Flowers convicted again in ’96 store slayings
Published 2:44 am Sunday, June 20, 2010
A Montgomery County jury on Friday convicted Curtis Flowers in the 1996 slayings of four people at a furniture store in Winona, according to the circuit clerk’s office.
The trial was the sixth held in the case against Flowers, who worked briefly at the store.
Flowers was convicted of capital murder in the gunshot deaths of 59-year-old Bertha Tardy, owner of Tardy Furniture, and three employees: 45-year-old Carmen Rigby, 42-year-old Robert Golden, and 16-year-old Derrick “BoBo” Stewart.
District Attorney Doug Evans was seeking the death penalty. The sentencing phase was under way on Friday.
The Mississippi Supreme Court reversed three convictions against Flowers and two other trials ended in mistrials.
The bulk of the evidence against Flowers at his trials have been bloody footprints, gunpowder residue found on him and testimony from witnesses who placed him near the scene of the crime.
Prosecutors have said Flowers was a disgruntled former employee who sought revenge against Tardy because she withheld most of his pay to cover the cost of merchandise he damaged.

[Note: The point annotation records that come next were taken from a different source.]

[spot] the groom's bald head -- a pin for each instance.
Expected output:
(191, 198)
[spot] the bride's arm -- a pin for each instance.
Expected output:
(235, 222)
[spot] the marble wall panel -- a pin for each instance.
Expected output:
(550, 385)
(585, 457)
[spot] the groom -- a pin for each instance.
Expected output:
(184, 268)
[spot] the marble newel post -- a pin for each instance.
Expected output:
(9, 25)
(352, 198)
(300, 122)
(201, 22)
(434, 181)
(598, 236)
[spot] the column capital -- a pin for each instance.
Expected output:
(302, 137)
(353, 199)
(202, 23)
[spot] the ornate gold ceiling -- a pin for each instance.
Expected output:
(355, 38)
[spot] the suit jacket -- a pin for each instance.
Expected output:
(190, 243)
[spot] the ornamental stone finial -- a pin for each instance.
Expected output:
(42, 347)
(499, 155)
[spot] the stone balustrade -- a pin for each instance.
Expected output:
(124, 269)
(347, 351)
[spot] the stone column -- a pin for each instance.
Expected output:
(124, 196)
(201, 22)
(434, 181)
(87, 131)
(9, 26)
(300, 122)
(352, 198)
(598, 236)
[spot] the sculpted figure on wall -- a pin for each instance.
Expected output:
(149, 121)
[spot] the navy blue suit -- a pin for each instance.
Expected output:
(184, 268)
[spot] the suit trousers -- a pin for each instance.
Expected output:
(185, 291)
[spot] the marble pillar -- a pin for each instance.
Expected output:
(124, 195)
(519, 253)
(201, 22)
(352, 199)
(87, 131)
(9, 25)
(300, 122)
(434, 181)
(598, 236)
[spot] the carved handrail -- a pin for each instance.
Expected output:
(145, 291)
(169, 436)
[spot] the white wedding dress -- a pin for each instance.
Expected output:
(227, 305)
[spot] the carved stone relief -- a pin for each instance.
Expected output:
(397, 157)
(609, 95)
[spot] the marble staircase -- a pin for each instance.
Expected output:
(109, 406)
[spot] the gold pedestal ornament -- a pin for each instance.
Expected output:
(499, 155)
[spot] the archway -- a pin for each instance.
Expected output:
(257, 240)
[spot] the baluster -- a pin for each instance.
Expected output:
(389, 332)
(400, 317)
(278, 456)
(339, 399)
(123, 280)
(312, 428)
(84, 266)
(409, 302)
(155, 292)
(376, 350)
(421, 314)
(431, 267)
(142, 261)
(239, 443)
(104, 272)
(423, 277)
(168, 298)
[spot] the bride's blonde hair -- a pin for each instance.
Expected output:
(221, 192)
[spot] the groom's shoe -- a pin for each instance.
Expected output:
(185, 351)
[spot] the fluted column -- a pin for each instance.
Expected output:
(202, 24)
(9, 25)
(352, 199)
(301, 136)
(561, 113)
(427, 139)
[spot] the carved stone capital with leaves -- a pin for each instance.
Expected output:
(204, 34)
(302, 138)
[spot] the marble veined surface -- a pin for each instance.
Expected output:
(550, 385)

Court records show nearly $300 was missing from the business in Winona.
Defense attorney Ray Charles Carter told jurors, however, that the state couldn’t tie Flowers to the evidence.
Among those testifying during the latest trial was Clemmie Flemming, who said she saw Flowers running out of the store at the time of the killings on July 16, 1996.
Firearms expert David Balash had testified that the residue found on Flowers’ right hand the day of the slayings was in a spot consistent with firing a handgun.